The present study recorded cortical responses to face appearance (Onset), disappearance (Offset), and change (Change) using MEG. We found activity in the MOG and TPJ for each of the three stimuli, and in the LG for Onset and Offset but not for Change. Activity in the FG was evoked by Onset and Change but not by Offset.

Middle occipital gyrus (MOG)

Activity in the MOG at 150 ms was the stable main activity found for all stimuli, possibly corresponding to V3. Because Offset should not activate face recognition processes that are triggered by the appearance of a face, the present results of activity in the MOG for both Onset and Offset suggest that it is cortical activity non-specific to face processing. Moreover, the stable activation in response to Change without a change in mean luminance suggests that MOG activity is associated with general visual function such as change detection in the visual system irrespective of changes in mean luminance. These results are consistent with previous findings that MOG was activated by any visual stimulus [29]. Our recent study also found a similar time course of activation in the MOG in response to a simple visual stimulus (star) [41], consistent with the notion that MOG activity is related to general visual function. Our present and previous data showed that MOG activity was not generated specifically by the appearance or change of a face.

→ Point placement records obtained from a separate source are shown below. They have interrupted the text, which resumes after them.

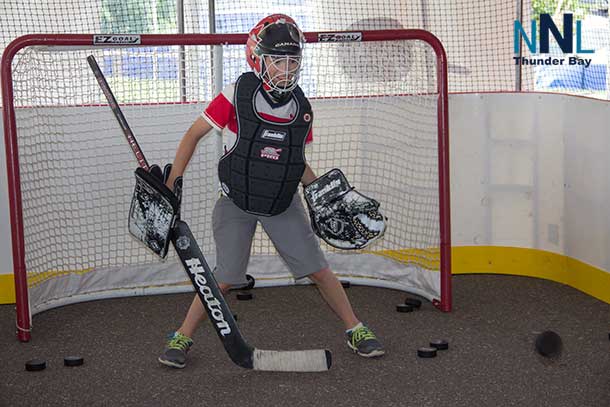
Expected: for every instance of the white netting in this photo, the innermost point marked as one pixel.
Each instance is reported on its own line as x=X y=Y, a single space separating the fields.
x=375 y=117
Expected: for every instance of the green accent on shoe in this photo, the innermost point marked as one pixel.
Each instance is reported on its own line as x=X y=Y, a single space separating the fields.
x=364 y=342
x=176 y=349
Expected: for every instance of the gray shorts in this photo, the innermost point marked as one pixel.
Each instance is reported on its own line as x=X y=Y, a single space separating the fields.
x=290 y=232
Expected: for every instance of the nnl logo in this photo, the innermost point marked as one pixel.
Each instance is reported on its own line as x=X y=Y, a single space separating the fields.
x=547 y=25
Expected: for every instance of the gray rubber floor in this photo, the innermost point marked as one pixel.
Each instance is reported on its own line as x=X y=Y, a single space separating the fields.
x=491 y=360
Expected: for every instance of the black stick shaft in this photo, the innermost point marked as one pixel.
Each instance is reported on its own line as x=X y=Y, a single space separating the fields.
x=116 y=109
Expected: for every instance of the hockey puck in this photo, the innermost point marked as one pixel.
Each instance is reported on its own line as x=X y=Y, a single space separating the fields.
x=414 y=302
x=404 y=308
x=439 y=344
x=73 y=361
x=426 y=352
x=549 y=344
x=35 y=365
x=244 y=296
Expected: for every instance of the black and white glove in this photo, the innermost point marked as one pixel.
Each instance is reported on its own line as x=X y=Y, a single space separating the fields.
x=154 y=208
x=340 y=215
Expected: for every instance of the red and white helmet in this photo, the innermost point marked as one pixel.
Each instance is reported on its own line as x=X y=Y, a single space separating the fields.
x=274 y=52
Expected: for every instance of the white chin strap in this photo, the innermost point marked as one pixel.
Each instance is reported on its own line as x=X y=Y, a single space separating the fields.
x=285 y=69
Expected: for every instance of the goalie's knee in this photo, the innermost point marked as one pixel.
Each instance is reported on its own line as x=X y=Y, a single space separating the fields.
x=321 y=275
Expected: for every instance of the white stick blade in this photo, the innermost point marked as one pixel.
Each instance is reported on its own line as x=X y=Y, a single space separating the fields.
x=318 y=360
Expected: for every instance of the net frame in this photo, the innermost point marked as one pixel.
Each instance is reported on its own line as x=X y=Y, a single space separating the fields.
x=87 y=40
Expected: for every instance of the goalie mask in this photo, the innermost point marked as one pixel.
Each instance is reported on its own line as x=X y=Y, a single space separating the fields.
x=274 y=52
x=342 y=216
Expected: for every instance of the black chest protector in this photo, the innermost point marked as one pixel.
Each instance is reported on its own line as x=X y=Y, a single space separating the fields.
x=261 y=173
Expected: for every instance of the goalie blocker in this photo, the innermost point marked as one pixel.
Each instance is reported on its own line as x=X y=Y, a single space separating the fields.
x=154 y=208
x=343 y=217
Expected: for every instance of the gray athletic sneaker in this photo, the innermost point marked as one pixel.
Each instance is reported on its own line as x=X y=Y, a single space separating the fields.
x=364 y=342
x=176 y=349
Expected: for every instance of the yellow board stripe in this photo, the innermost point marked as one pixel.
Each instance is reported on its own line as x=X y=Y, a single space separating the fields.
x=532 y=263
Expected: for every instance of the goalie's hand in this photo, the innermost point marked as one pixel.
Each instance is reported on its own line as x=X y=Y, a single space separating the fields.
x=342 y=216
x=176 y=188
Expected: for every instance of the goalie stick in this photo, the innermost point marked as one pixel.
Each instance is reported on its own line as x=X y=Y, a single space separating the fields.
x=196 y=267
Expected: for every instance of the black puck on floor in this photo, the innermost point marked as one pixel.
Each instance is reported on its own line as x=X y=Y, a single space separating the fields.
x=549 y=344
x=35 y=365
x=244 y=296
x=426 y=352
x=414 y=302
x=73 y=361
x=404 y=308
x=439 y=344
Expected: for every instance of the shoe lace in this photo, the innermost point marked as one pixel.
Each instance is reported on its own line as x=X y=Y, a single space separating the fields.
x=179 y=341
x=362 y=334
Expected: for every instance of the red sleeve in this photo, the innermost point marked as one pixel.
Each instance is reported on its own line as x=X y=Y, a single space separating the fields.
x=219 y=112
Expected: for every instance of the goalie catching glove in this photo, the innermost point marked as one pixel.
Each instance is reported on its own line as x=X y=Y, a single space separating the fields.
x=154 y=208
x=342 y=216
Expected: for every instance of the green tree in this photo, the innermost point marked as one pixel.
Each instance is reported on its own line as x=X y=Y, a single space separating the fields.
x=138 y=16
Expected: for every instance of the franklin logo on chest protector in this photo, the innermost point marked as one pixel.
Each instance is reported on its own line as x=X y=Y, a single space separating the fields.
x=274 y=135
x=271 y=153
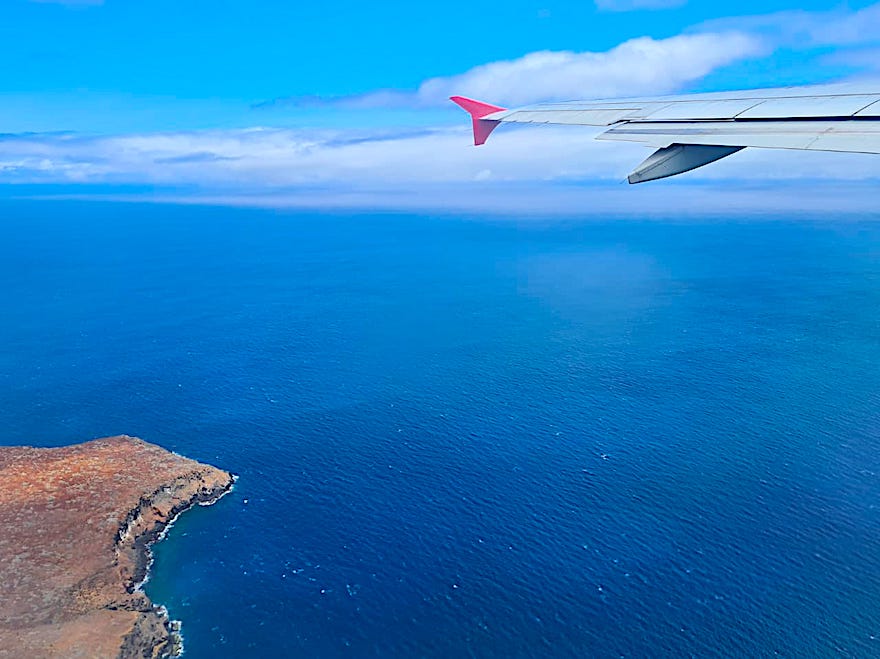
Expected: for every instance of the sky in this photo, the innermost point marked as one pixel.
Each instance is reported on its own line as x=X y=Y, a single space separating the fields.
x=315 y=103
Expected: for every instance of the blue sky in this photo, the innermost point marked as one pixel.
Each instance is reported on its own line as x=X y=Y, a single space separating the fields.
x=227 y=95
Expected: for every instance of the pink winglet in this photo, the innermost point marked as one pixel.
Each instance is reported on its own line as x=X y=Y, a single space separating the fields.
x=477 y=109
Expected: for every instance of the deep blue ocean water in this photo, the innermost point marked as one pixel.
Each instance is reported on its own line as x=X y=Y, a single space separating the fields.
x=465 y=436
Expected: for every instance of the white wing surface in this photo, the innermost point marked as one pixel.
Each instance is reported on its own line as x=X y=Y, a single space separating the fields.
x=695 y=130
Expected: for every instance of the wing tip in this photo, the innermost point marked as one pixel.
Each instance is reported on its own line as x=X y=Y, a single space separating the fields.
x=478 y=109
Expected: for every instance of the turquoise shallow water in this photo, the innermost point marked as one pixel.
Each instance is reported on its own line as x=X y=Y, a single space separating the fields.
x=463 y=436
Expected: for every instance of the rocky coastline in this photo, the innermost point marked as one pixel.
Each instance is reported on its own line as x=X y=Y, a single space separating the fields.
x=78 y=525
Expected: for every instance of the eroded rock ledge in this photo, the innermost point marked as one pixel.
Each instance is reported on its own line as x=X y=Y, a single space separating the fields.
x=77 y=523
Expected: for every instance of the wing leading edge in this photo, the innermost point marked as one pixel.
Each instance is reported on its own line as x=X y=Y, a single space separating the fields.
x=692 y=131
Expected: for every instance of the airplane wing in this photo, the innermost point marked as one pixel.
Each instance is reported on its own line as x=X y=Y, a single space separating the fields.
x=695 y=130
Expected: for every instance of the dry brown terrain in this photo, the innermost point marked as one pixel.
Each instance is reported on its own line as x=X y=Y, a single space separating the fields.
x=75 y=524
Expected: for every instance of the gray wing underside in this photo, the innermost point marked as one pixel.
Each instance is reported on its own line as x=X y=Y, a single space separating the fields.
x=691 y=131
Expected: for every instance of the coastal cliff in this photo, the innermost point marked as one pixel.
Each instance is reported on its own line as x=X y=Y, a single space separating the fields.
x=77 y=523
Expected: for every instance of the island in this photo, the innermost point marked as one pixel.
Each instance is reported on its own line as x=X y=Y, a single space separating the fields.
x=76 y=525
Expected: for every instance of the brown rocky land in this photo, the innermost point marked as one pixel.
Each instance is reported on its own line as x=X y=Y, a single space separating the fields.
x=75 y=528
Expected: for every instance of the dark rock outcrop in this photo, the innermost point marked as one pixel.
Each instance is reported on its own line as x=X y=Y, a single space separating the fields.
x=77 y=523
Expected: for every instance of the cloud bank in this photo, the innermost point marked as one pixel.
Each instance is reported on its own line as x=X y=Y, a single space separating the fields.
x=642 y=66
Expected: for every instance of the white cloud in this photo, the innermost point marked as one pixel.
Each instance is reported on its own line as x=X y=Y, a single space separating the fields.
x=633 y=5
x=639 y=66
x=260 y=160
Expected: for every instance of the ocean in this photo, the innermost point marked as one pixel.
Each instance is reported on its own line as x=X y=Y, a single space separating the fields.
x=469 y=436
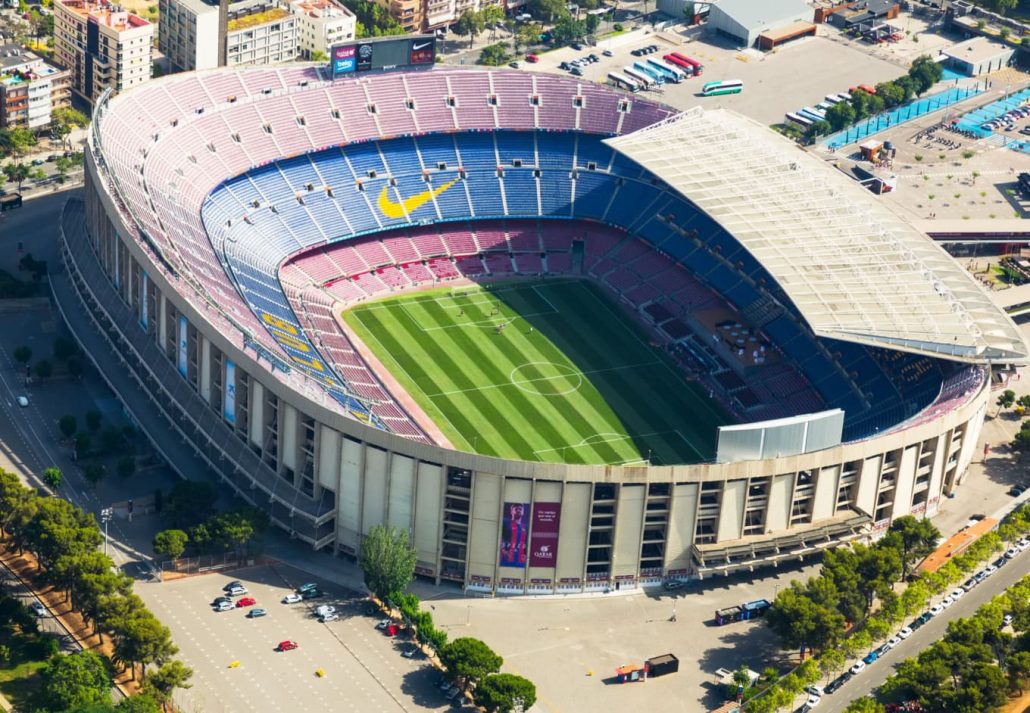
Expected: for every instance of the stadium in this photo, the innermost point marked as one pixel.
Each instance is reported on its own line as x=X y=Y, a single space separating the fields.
x=568 y=338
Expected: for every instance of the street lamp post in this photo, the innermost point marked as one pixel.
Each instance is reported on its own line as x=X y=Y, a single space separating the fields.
x=105 y=517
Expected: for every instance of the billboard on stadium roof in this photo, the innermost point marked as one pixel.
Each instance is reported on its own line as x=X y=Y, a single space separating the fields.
x=382 y=54
x=781 y=437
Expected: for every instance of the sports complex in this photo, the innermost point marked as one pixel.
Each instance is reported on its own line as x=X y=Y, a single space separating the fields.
x=568 y=338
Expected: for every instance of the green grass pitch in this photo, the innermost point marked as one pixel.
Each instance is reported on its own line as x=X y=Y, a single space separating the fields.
x=569 y=379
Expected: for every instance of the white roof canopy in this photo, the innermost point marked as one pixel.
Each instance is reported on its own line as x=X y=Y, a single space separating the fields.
x=855 y=270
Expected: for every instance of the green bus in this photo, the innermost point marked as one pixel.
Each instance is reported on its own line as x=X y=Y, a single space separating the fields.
x=713 y=89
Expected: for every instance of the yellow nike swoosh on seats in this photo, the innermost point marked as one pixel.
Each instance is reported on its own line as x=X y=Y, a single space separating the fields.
x=410 y=204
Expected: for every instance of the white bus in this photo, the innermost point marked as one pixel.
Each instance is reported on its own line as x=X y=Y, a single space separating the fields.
x=623 y=81
x=640 y=77
x=798 y=120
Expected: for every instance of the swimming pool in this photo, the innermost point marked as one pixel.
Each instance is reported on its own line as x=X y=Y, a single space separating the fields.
x=900 y=114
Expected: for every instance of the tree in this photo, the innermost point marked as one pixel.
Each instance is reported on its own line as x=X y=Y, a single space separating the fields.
x=1018 y=666
x=840 y=115
x=67 y=425
x=171 y=543
x=164 y=681
x=469 y=660
x=387 y=561
x=494 y=55
x=53 y=477
x=43 y=369
x=471 y=24
x=126 y=466
x=95 y=472
x=864 y=705
x=16 y=173
x=506 y=692
x=915 y=539
x=76 y=680
x=1006 y=399
x=23 y=354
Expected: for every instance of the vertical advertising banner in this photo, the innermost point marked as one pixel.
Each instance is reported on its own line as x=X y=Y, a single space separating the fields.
x=229 y=402
x=182 y=346
x=544 y=543
x=514 y=535
x=144 y=303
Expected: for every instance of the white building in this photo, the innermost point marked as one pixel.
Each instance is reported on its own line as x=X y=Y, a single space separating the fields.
x=187 y=33
x=261 y=32
x=743 y=21
x=102 y=45
x=322 y=24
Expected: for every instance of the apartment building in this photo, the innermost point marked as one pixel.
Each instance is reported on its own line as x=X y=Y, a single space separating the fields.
x=103 y=46
x=321 y=24
x=187 y=33
x=261 y=32
x=30 y=89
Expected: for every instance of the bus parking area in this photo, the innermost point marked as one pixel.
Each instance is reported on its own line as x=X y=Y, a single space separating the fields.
x=816 y=66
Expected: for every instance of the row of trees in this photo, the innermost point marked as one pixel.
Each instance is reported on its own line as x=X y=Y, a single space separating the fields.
x=387 y=561
x=976 y=664
x=815 y=618
x=65 y=541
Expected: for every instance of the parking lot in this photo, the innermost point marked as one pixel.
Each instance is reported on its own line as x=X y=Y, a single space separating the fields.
x=237 y=666
x=801 y=73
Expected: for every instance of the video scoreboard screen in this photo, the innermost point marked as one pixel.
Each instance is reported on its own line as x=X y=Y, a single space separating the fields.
x=383 y=54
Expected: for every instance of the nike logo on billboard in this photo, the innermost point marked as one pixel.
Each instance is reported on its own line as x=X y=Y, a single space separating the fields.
x=411 y=204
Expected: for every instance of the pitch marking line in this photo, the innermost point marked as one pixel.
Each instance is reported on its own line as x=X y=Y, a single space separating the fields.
x=517 y=383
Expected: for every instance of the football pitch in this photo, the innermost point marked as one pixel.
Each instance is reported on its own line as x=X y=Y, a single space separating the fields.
x=540 y=371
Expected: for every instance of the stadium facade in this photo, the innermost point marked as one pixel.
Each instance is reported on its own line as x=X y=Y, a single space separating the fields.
x=206 y=194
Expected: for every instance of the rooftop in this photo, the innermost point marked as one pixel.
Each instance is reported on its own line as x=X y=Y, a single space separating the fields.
x=976 y=51
x=852 y=268
x=764 y=12
x=262 y=15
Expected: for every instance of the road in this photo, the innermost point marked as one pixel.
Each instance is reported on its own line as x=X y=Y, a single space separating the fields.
x=930 y=633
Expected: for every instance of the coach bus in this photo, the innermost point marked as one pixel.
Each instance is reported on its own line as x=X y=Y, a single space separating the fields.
x=714 y=89
x=674 y=74
x=798 y=120
x=696 y=67
x=640 y=77
x=623 y=81
x=643 y=67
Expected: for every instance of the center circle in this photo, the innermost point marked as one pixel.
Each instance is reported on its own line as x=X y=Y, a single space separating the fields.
x=546 y=378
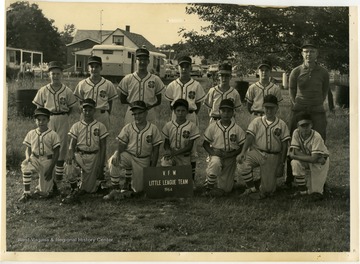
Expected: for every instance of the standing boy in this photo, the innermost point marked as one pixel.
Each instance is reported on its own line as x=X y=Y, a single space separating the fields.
x=88 y=150
x=180 y=135
x=308 y=152
x=257 y=91
x=99 y=89
x=141 y=85
x=191 y=90
x=59 y=100
x=138 y=148
x=265 y=147
x=223 y=140
x=220 y=92
x=42 y=153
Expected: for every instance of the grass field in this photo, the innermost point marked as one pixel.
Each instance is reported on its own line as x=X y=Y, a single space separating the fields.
x=198 y=224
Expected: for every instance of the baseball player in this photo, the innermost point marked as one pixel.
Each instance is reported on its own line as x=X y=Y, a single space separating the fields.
x=223 y=140
x=308 y=152
x=191 y=90
x=220 y=92
x=139 y=144
x=97 y=88
x=180 y=135
x=59 y=100
x=141 y=86
x=257 y=91
x=265 y=147
x=87 y=149
x=42 y=152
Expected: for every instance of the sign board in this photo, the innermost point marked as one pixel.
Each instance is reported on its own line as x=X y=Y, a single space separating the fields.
x=175 y=181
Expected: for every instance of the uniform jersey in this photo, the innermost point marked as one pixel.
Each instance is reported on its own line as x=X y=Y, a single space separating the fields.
x=55 y=101
x=180 y=135
x=225 y=138
x=215 y=96
x=101 y=92
x=256 y=93
x=42 y=144
x=140 y=142
x=88 y=136
x=268 y=137
x=137 y=89
x=191 y=91
x=314 y=144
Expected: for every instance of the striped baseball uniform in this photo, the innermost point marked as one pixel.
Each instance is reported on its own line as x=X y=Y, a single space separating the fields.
x=58 y=103
x=265 y=151
x=139 y=146
x=88 y=138
x=179 y=137
x=101 y=92
x=42 y=147
x=256 y=93
x=226 y=139
x=137 y=89
x=215 y=96
x=314 y=144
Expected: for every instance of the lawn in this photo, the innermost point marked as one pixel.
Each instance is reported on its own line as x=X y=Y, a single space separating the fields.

Because we did not compare faces and other objects, we cannot comment on face selectivity, but the latency of the MOG response seems to be very similar to the ERP N170 component. Most previous studies have reported that the peak latency of N170 in response to an upright, neutral, and unmasked face stimulus was actually earlier than 170 ms, e.g., 156 ms [25], 160 ms [42], 161 ms [43], 162 ms [34], 164 ms [44], and 158 ms [32]. A recent study investigated ERP responses to changes of face identity using the alternative presentation of different faces [45]. This ERP study reported that N170 peaking at about 160 ms was greater when the preceding face stimulus was perceived as having a different identity than when perceived as having the same identity. The present study revealed one of the cortical sources of MEG responses to a face change as well as onset and offset of a face. Future studies to compare different stimulus appearances between face and non-face objects using the procedure in the present study are valuable to seek out neural processes of face recognition in detail.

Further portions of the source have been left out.